Wave House was later owned in the 1970s by Rod Stewart, who commissioned Gesner to design railings for the initially rail-less balconies.

=== Established practice ===
By 1958 Gesner had an established practice with repeat clients. For a client with 20 apparently unbuildable lots, Gesner designed the Hollywood Hills Boathouses, with street-level entrances on the uphill sides and dramatic views of the San Fernando Valley on the elevated downhill side. Gesner designed several additional speculative houses for the client, Ronald Buck, developing what Gesner called the W house. The central component of the W is similar to an A-frame, with wings supported on splayed frames rising from the base of the A. Following the pattern of the Boathouses, the houses are entered via an uphill street entrance, and the living spaces are oriented for views of the valley on the downhill side.

These projects were followed by a series of small houses on flat sites, with impressive views. The houses featured centralized themes, with fireplaces, sunken living rooms, or in one case an atrium with a pool in the center of the house. Shortly after these commissions, the now-divorced Gesner pursued a newly-divorced friend, Pat Alexander, and they were married by 1962. For several years, Harry and Pat lived in Switzerland, where Pat, a native Californian, had established a life. By 1966 the couple was divorced, and Gesner moved back to California and resumed his practice.

=== Commissions ===
Gesner's chief 1966 commission was the Scantlin House, commissioned as a bachelor residence for John Scantlin, the wealthy developer of the Quotron stock market terminal. Gesner's design for the site, which has a panoramic view of Los Angeles and the Pacific Ocean, featured a single large 1 in thick pane of glass to frame the main view. The house also included an outdoor lap pool with an underwater entrance to a grotto in the master bathroom. The house was later acquired by the J. Paul Getty Trust and was used by architect Richard Meier while he designed the Getty Center.

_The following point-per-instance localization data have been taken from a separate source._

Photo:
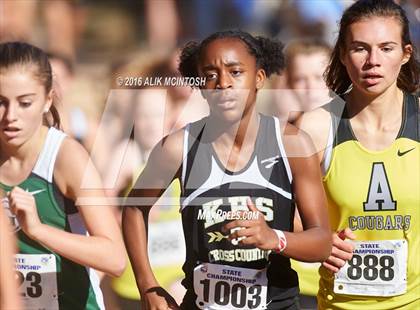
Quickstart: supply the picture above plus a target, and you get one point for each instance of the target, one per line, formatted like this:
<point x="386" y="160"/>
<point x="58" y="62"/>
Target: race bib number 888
<point x="377" y="268"/>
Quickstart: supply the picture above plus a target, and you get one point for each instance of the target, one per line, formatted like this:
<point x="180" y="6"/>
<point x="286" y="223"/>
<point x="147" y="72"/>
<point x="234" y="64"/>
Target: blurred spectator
<point x="302" y="87"/>
<point x="64" y="22"/>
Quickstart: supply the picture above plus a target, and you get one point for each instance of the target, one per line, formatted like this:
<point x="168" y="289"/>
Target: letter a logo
<point x="379" y="197"/>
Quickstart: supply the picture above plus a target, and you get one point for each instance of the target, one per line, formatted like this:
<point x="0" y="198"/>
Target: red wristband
<point x="282" y="243"/>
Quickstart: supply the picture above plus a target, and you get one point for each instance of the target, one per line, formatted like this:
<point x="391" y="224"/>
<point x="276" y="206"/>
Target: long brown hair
<point x="20" y="53"/>
<point x="336" y="75"/>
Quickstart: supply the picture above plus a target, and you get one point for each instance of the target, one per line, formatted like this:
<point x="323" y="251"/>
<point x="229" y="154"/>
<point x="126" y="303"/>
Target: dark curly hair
<point x="21" y="53"/>
<point x="268" y="53"/>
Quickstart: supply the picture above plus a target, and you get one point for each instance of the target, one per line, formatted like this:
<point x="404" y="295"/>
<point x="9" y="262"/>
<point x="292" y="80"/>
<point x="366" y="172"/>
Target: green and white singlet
<point x="46" y="279"/>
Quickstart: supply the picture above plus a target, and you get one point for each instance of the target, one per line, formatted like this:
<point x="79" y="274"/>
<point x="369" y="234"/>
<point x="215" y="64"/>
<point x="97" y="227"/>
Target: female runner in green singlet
<point x="44" y="173"/>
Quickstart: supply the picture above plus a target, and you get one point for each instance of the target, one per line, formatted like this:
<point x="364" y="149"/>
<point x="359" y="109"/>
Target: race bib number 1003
<point x="377" y="268"/>
<point x="37" y="280"/>
<point x="227" y="287"/>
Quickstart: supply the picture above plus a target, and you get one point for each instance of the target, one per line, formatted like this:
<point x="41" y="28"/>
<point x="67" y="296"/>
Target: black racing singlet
<point x="219" y="274"/>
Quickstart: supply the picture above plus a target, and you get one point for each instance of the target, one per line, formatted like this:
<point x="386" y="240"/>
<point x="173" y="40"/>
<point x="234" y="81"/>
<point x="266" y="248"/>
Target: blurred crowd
<point x="94" y="43"/>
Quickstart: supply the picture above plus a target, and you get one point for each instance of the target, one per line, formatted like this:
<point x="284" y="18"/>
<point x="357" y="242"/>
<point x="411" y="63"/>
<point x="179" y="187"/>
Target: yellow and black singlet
<point x="377" y="195"/>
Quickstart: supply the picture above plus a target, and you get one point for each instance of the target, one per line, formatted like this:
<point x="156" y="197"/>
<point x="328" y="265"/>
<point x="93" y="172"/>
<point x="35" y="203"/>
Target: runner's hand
<point x="341" y="252"/>
<point x="156" y="298"/>
<point x="22" y="205"/>
<point x="252" y="230"/>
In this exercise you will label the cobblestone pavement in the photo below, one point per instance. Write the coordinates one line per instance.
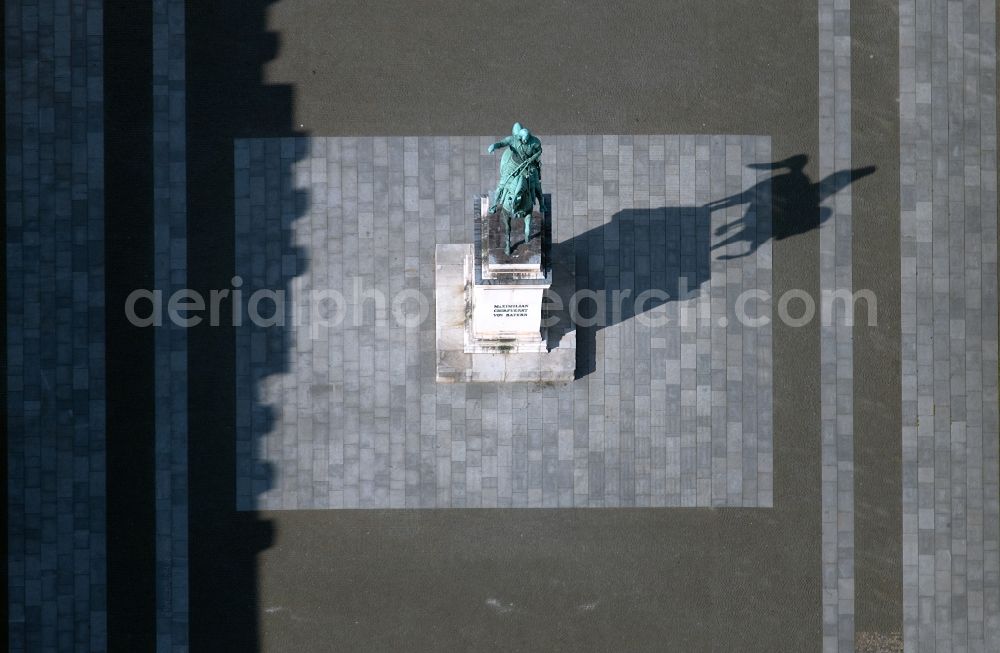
(948, 188)
(53, 82)
(675, 415)
(672, 416)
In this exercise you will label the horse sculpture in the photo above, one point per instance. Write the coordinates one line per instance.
(520, 180)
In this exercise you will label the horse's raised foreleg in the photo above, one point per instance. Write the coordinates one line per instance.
(506, 231)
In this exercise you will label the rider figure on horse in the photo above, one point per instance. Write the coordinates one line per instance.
(521, 146)
(520, 179)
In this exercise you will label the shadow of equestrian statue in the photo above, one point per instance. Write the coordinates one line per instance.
(520, 180)
(796, 202)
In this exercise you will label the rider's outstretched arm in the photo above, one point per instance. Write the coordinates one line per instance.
(499, 144)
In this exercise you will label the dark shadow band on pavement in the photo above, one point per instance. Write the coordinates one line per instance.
(543, 579)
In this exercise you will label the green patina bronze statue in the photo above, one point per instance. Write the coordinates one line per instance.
(520, 179)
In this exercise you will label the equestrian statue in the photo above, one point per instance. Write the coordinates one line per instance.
(520, 180)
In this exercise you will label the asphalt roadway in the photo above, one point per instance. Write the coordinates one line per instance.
(592, 579)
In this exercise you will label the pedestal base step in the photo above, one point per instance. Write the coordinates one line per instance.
(462, 358)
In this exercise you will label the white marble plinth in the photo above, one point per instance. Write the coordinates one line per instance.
(521, 356)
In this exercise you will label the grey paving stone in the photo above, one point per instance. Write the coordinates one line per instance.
(55, 354)
(640, 429)
(948, 231)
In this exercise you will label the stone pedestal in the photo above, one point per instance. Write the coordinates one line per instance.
(495, 333)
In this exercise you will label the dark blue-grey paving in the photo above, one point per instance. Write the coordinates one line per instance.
(948, 193)
(836, 338)
(675, 415)
(56, 578)
(170, 275)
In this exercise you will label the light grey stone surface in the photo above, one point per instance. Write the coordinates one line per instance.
(170, 251)
(664, 415)
(56, 537)
(836, 338)
(948, 177)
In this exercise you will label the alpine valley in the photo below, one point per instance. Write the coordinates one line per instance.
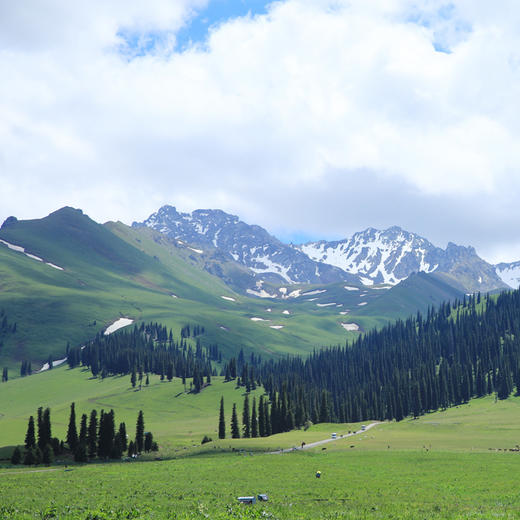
(65, 278)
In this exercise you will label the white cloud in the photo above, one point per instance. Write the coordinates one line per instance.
(314, 96)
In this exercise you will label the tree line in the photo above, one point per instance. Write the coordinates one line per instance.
(149, 348)
(97, 439)
(467, 349)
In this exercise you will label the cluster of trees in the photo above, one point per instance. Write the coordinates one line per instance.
(97, 438)
(146, 349)
(5, 327)
(189, 331)
(467, 349)
(239, 365)
(25, 368)
(256, 422)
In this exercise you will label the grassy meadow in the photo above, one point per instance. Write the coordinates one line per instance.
(456, 463)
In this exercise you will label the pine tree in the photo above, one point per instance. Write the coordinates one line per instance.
(148, 441)
(16, 457)
(123, 436)
(83, 431)
(40, 426)
(92, 434)
(139, 432)
(47, 454)
(261, 417)
(29, 457)
(235, 431)
(254, 422)
(246, 419)
(46, 435)
(81, 453)
(72, 433)
(131, 449)
(30, 440)
(221, 421)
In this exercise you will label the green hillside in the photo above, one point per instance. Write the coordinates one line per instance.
(457, 463)
(112, 270)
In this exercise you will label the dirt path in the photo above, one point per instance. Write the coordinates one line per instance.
(324, 441)
(29, 471)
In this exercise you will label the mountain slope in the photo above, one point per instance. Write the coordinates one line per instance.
(509, 273)
(102, 272)
(392, 255)
(268, 259)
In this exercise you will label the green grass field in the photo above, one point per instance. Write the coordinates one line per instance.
(456, 463)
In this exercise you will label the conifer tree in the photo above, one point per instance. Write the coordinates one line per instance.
(123, 436)
(246, 419)
(235, 431)
(254, 421)
(148, 441)
(83, 430)
(16, 457)
(139, 432)
(261, 417)
(47, 454)
(46, 435)
(72, 433)
(92, 435)
(30, 440)
(221, 421)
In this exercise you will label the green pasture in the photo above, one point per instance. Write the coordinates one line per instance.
(457, 463)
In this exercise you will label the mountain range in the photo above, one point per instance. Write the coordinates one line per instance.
(65, 278)
(368, 257)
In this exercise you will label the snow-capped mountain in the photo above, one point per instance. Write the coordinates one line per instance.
(390, 256)
(509, 273)
(368, 257)
(378, 256)
(252, 246)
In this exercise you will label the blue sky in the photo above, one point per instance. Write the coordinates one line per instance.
(215, 13)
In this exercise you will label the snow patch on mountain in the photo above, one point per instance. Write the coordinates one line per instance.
(20, 249)
(118, 324)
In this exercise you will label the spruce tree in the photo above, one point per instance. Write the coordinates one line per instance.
(221, 421)
(261, 417)
(254, 422)
(123, 436)
(46, 437)
(148, 441)
(139, 432)
(30, 440)
(47, 454)
(83, 430)
(235, 431)
(72, 432)
(16, 457)
(40, 426)
(92, 434)
(246, 419)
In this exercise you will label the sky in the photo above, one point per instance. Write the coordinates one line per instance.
(312, 118)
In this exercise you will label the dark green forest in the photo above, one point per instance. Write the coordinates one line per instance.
(462, 350)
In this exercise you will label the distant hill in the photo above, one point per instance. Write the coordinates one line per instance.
(65, 278)
(368, 257)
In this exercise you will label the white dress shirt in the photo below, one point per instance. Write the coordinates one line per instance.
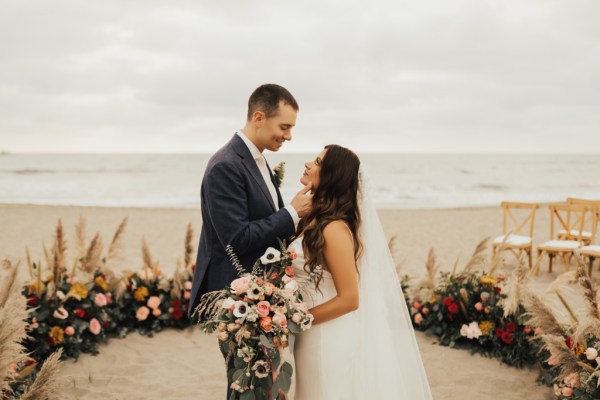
(262, 166)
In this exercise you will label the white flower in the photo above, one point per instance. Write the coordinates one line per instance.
(291, 286)
(228, 302)
(261, 369)
(255, 291)
(471, 331)
(247, 353)
(307, 322)
(271, 255)
(591, 353)
(240, 309)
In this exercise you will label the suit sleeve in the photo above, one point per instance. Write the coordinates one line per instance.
(227, 202)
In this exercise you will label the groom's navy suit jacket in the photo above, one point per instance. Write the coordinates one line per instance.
(237, 210)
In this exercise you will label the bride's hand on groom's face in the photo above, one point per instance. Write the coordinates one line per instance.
(302, 201)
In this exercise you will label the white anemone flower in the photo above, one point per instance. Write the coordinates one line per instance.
(271, 256)
(240, 309)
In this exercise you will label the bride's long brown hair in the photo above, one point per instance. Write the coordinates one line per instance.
(334, 199)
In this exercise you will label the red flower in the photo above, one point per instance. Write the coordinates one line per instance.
(32, 301)
(30, 362)
(177, 314)
(511, 327)
(570, 343)
(453, 308)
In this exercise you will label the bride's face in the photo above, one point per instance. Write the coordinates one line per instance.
(313, 170)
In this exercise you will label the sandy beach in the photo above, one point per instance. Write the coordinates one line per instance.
(188, 365)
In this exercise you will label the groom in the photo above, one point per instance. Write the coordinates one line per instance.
(241, 203)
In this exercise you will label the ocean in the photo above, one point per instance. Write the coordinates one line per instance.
(399, 180)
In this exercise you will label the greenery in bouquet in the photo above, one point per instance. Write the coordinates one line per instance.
(254, 318)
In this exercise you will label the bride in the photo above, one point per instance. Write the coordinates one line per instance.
(362, 344)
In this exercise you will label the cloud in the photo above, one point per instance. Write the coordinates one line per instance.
(437, 76)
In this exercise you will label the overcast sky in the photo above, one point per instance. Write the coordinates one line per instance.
(419, 76)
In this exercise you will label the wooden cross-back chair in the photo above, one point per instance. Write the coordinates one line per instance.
(520, 237)
(587, 225)
(569, 217)
(592, 250)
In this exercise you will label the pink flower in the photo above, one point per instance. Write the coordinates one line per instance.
(240, 285)
(153, 302)
(142, 313)
(95, 326)
(100, 300)
(280, 319)
(61, 313)
(263, 308)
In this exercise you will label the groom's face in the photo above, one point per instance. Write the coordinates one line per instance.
(273, 132)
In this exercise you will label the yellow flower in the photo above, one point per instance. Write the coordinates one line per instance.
(101, 283)
(56, 335)
(141, 293)
(33, 287)
(486, 327)
(79, 291)
(488, 280)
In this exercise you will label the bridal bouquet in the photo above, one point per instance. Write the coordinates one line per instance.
(254, 318)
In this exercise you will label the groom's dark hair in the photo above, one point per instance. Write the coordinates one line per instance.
(266, 98)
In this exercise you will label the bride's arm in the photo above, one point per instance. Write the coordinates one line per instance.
(339, 255)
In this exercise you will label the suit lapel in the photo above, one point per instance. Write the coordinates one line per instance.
(250, 164)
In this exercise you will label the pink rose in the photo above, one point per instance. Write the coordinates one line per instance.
(142, 313)
(280, 319)
(153, 302)
(263, 308)
(418, 318)
(265, 324)
(61, 313)
(95, 326)
(100, 300)
(240, 285)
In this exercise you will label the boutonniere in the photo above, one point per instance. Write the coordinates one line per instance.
(279, 172)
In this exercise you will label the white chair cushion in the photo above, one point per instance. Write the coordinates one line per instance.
(575, 232)
(591, 249)
(513, 239)
(561, 244)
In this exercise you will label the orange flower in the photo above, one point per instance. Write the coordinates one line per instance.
(56, 335)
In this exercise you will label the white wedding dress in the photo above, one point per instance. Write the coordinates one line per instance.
(368, 354)
(325, 354)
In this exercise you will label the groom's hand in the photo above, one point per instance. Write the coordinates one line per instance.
(302, 201)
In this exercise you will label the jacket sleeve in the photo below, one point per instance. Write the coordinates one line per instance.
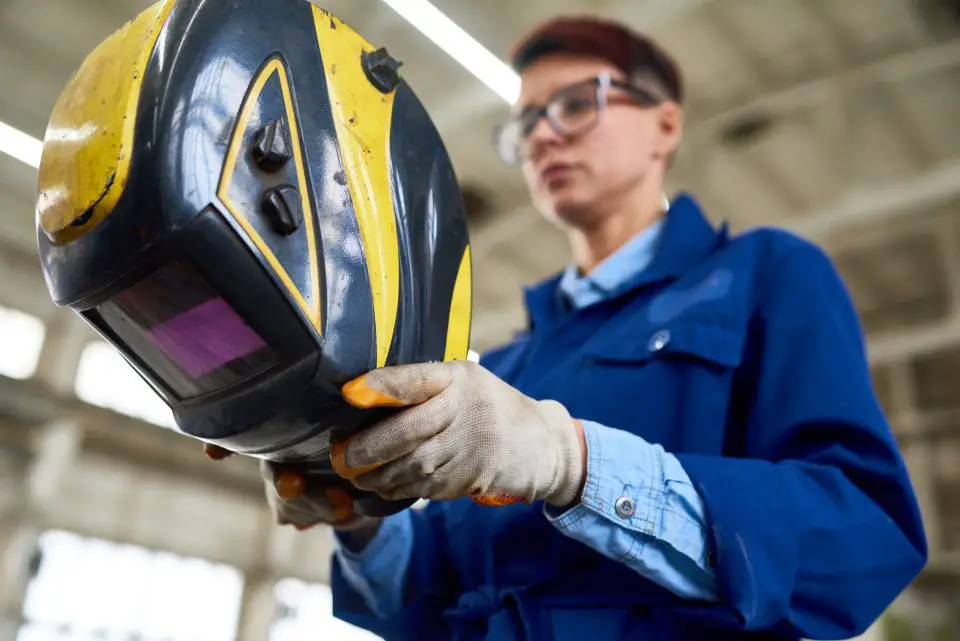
(816, 530)
(401, 586)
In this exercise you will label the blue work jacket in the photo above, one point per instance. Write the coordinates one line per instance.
(743, 358)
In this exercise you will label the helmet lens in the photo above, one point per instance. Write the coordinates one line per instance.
(176, 324)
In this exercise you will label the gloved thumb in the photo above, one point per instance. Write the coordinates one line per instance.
(399, 386)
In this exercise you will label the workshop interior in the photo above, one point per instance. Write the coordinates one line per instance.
(836, 120)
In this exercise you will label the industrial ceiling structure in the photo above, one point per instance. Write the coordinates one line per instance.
(836, 119)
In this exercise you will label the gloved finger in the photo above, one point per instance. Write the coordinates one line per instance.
(391, 438)
(215, 452)
(289, 484)
(410, 468)
(399, 386)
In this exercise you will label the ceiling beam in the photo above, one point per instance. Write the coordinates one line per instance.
(903, 344)
(894, 68)
(878, 204)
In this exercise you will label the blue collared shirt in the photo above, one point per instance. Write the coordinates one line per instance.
(657, 528)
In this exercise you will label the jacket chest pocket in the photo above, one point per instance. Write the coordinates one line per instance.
(669, 384)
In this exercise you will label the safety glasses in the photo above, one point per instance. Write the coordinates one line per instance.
(570, 112)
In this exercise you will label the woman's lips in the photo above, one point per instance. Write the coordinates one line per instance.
(556, 174)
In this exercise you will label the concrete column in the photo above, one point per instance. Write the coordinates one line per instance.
(28, 484)
(258, 608)
(14, 537)
(60, 356)
(919, 454)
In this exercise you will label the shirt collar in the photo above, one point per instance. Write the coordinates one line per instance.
(616, 269)
(683, 239)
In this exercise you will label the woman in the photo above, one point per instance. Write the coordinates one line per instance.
(683, 444)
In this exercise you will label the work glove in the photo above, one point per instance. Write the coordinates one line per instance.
(462, 432)
(304, 500)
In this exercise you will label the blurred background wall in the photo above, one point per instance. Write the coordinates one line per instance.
(837, 119)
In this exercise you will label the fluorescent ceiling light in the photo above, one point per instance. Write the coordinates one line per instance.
(425, 17)
(460, 46)
(19, 145)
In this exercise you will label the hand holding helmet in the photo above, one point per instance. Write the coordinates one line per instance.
(304, 499)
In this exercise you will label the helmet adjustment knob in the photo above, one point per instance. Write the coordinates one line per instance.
(281, 205)
(271, 146)
(381, 69)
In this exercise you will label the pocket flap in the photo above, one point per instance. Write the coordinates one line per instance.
(705, 341)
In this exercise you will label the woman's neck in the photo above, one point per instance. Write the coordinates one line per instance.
(590, 246)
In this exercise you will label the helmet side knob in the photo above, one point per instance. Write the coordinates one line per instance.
(381, 68)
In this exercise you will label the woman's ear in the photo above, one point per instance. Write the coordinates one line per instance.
(670, 121)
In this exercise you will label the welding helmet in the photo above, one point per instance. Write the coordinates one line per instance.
(252, 206)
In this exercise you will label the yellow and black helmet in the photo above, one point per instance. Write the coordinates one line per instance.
(250, 204)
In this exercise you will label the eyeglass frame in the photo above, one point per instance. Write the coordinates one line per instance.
(604, 82)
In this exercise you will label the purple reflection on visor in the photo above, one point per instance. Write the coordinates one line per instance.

From 1966 Gesner focused on circular designs. In 1968 Gesner reunited with former casual girlfriend Nan Martin, who moved in with him at Gesner's studio in Tarzana, becoming Gesner’s fourth wife. Fulfilling a promise to Martin, Gesner designed their house on a cove in Malibu close to the Wave House. The Sandcastle used circular forms, and gave Gesner access to surfing from his own beach. The house was primarily built of salvaged materials. There followed a series of Malibu beachfront commissions into the 1970s. Gesner continued to design houses on challenging and spectacular sites into the 1980s. Following a major 1993 wildfire in Malibu, Gesner designed a new house for playwright Jerome Lawrence, whose house had burned. Lawrence died in 2004 before the house was completed, and the design was changed by subsequent owners. A subsequent owner approached Gesner to complete the house to Gesner's design. The house was named "Ravenseye" by the new owner.

==Design aesthetic==
Gesner's practice was primarily in custom single-family residences, typically for clients who wanted a striking design that did not conform with prevailing styles. Gesner's designs often used naturally-stained wood and stone, with large glue-laminated support frames on concrete piers. Most had strongly accentuated roofs that dominated the design, framing particular views through large windows. Secondary windows often received stained glass. The houses responded to their sites, but were often detached from the ground, sitting on piers or attached at one end to a steep hillside.

==Notable projects==
- Eagle's Watch, 1957, rebuilt 1997
- Kimball House, 1957
- Cole House, 1957
- Wave House, 1957
- Condor Crag, 1958
- Hollywood Hills Boathouses, 1959
- Triangle House, 1960
- Stebel House, 1962
- Sandcastle House, 1970
- Flying Wing House, 1970s
- Ravenseye, 1997

==Personal life==
Gesner's first three marriages ended with divorce. He was the widower of his fourth wife, the actress, Nan Martin. He had three children: Tara Tanzer-Cartwright, Jason Gesner, and Zen Gesner. Gesner was a nephew of the aircraft designer Jack Northrop.

Gesner died from cancer at his home, the Sandcastle, in Malibu on June 10, 2022, at the age of 97.